Like any ordinary security office at a Las Vegas casino, people on the drug traffickers’ payroll spend the entire day at a secret monitoring center viewing screens showing the street images captured by the cameras.
This is not the first time that authorities have become aware that they are being watched. In May, police took down a network of around 30 cameras all connected to the internet. The majority of them, set up high on street lamps and telephones posts across the city, were panning busy intersections, shopping malls and public apartment complexes. Almost everyone was under the drug mafia’s watchful eye.

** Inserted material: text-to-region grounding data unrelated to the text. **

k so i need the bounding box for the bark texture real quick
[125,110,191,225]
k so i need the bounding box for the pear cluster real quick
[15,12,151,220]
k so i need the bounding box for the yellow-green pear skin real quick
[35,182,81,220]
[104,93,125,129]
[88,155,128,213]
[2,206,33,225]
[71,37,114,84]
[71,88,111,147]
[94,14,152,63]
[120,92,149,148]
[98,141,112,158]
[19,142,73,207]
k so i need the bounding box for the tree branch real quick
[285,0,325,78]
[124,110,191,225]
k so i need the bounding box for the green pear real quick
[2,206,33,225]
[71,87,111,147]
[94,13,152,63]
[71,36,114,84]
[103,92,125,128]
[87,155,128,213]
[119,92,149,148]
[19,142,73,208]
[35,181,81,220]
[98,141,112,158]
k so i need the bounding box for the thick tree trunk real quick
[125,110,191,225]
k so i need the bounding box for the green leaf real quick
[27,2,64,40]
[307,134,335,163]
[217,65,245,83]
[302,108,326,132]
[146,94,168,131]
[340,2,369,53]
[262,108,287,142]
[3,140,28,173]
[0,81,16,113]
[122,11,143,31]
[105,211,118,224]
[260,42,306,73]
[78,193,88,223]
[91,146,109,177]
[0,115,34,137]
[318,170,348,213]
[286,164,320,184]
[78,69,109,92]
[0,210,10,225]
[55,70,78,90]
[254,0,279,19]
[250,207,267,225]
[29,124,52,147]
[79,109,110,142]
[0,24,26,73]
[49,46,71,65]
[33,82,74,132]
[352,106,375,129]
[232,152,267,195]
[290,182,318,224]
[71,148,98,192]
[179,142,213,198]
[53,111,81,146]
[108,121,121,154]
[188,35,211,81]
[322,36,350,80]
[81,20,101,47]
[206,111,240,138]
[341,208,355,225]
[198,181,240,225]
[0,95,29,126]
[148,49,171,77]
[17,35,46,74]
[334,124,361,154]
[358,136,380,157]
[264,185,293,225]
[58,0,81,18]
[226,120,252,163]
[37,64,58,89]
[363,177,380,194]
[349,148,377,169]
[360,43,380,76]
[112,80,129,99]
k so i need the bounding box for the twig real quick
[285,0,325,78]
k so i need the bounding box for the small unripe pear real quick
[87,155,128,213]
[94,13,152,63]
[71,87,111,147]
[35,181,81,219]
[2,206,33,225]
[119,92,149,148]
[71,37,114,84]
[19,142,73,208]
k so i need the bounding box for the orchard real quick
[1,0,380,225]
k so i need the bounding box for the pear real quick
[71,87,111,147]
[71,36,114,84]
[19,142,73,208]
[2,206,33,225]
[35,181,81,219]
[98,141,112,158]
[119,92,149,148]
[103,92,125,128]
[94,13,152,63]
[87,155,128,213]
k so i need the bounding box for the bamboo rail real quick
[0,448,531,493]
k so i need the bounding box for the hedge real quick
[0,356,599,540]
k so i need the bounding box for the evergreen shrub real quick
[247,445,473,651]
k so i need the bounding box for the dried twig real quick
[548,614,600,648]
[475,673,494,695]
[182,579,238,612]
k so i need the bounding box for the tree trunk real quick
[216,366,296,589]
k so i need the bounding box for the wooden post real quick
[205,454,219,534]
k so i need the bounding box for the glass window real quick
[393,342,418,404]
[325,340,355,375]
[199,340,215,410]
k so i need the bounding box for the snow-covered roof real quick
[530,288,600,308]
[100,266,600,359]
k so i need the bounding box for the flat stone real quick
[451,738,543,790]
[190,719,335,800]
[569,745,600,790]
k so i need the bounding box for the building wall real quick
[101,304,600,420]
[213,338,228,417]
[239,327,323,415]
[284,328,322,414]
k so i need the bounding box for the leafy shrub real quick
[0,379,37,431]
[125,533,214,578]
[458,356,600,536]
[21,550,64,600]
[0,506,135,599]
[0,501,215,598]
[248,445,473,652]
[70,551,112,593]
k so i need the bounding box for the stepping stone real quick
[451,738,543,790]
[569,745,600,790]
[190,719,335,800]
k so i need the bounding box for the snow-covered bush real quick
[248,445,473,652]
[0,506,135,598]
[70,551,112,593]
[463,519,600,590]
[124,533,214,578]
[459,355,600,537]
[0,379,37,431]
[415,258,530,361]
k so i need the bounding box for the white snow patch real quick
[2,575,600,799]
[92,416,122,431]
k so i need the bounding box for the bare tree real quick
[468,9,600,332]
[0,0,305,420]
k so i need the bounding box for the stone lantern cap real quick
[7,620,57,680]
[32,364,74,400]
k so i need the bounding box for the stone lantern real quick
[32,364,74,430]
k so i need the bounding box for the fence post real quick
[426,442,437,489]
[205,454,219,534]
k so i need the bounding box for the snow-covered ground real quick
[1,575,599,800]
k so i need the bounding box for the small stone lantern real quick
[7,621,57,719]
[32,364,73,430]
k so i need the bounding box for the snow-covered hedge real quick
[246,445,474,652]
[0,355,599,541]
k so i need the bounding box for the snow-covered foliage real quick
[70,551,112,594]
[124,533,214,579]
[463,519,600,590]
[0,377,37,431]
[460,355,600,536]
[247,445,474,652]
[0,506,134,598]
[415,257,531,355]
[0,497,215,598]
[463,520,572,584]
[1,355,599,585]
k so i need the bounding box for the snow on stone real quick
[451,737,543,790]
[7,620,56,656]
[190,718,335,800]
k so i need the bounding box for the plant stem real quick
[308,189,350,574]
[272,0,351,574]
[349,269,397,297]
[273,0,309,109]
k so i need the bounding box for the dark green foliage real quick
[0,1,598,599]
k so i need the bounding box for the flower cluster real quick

Tamaulipas, where 3.3 million residents live, is a turbulent state. Despite being one of Mexico’s main manufacturing hubs and having a growth rate higher than other states, the region has been an epicenter for drug violence and murder because of its proximity to the United States.
Last year, President Enrique Peña Nieto was forced to send in troops to restore law and order in the state.
The region’s two most powerful drug organizations, the Zetas and the Gulf Cartel, have long battled for control of Tamaulipas’s 17 border crossings to ship narcotics to the north.
Sometimes authorities warn citizens not to venture out on the streets because of shoot-outs
There have been times when law enforcement authorities have had to ask citizens not to venture out on to the streets on a particular day because of the frequent shoot-outs that take place between hitmen from the rival gangs. These skirmishes can last for days.
But splits in both cartels – fueled by the recent arrests and killings of top leaders by the Mexican military – have given some of their members the opportunity to break off into mini trafficking gangs and work independently of the larger organizations.
At the same time, the unnamed mafia – an almost invisible group whose identity has yet to be revealed in official statements – is also keeping watch on their movements to ensure these newcomers don’t muscle in on business.
Street kids and waiters still serve as spies, but now surveillance is aided by a new all-seeing eye on the street, which no doubt offers a far broader view.